Wikipedia probably has good information.
There is a nice article from AFNIC also : https://www.afnic.fr/en/observatory-and ... rs-emails/

Sonic is just saying their infrastructure is ready. You can use it if you want. If you use a third party service to send bulk email, they will need to comply with whatever google requires to reach their destination at google.
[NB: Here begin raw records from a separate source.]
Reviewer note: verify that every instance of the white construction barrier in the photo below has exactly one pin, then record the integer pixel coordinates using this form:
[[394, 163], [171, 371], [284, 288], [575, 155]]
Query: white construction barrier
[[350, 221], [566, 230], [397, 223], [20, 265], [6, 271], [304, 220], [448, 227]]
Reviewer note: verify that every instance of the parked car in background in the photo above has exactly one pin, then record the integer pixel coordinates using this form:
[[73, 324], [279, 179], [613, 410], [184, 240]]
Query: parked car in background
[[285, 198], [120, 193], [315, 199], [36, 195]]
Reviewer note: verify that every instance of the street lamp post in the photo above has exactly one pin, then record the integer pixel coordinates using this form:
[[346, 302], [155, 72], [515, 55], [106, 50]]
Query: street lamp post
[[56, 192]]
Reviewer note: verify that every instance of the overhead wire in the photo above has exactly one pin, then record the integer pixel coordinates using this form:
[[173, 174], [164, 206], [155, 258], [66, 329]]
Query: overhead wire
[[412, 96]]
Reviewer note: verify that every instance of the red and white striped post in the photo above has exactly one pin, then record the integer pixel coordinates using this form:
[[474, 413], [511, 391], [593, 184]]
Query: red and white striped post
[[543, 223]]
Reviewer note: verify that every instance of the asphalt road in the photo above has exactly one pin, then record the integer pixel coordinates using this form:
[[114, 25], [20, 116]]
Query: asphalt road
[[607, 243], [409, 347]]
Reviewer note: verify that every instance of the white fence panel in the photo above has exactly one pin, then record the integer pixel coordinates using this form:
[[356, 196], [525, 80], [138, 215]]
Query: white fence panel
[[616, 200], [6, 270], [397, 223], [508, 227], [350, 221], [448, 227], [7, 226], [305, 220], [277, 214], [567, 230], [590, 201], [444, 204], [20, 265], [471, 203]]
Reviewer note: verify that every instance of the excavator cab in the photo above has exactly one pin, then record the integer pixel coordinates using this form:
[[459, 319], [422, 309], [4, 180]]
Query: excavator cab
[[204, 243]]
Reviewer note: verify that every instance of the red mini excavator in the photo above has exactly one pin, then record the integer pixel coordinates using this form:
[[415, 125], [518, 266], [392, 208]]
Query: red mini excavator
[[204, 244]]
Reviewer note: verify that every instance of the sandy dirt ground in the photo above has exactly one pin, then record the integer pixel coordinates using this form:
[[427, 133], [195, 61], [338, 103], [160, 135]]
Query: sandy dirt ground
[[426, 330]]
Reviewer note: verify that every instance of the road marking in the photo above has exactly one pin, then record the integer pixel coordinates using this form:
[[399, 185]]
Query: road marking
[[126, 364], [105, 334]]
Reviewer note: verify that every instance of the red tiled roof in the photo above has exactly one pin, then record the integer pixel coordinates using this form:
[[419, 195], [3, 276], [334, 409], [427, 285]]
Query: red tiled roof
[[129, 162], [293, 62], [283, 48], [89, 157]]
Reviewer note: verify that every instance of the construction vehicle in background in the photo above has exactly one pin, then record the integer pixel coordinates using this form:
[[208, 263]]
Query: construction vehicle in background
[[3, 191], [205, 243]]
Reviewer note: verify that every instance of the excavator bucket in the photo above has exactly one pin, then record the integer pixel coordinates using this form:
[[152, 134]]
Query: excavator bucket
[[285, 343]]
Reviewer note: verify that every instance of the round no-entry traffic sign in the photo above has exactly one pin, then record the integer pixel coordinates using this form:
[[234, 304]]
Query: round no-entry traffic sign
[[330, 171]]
If you use sonic webmail or an email client configured to talk to sonic smtp servers, you would typically be fine.
by kgc » Thu Jan 04, 2024 4:36 pm
ngufra wrote: Thu Jan 04, 2024 3:42 pm Sonic is just saying their infrastructure is ready. You can use it if you want. If you use a third party service to send bulk email, they will need to comply with whatever google requires to reach their destination at google.
And more specifically, if you use a third party service it cannot send mail from @sonic.net anymore. Based on our DMARC reports it is clear that many users are doing this but for privacy reasons effectively nobody implements forensic DMARC reporting so we cannot see anything other than where the unsigned mail is coming from. This is why we felt it was, unfortunately, necessary to send an email to every email account we manage that would confuse 99.9% of the recipients.
Kelsey Cummings
System Architect, Sonic.net, Inc.
by contrash_sucks » Thu Jan 04, 2024 7:26 pm
Ah, okay. I think I get the idea after clicking on the first link in the article that ngufra cites. The link from within that article sites a French study of the use of these standards and the scale of the implementation of them.
[url][/https://www.afnic.fr/en/observatory-and ... he-fr-tld/]
In explaining this, I got the general idea of how it works by linking DNS addresses to the sender's domain and using simple flags. The nuts and bolts of it are not gone into but in the general understanding it sounds like a good thing. And it is non-Google!!! Yeah!!! Google just uses it on their end for their stuff, or so it seems.
by oddhack » Fri Jan 05, 2024 7:18 am
contrash_sucks wrote: Thu Jan 04, 2024 7:26 pmThe nuts and bolts of it are not gone into but in the general understanding it sounds like a good thing. And it is non-Google!!! Yeah!!! Google just uses it on their end for their stuff, or so it seems.
The drawback isn't so much that it's a Google-specific technology, it's that Google is using its nigh-monopoly power to increasingly restrict internet standards like email - to the point that running your own email server is becoming effectively impossible. Heck, our standards group has been forced to misconfigure our mailing lists to the point that we can longer see the frickin' *name* of a person who sent mail to the list in the From: line any longer, because too many recipients have gmail etc. addresses and won't see the messages otherwise.

Yes, there are motivations around some of this stuff having to do with spam and forgeries, but the downsides are broad and deep. Make no mistake - if mega-companies like Google possibly can, they will do away with the "Inter" part of the Internet to their benefit. They've been trying for years and are getting closer. Chrome is now such a dominant web browser that they can proceed to gradually killing ad blockers and enforcing pervasive tracking, for example.

Microsoft was a penny-ante existential risk by comparison, in their peak days.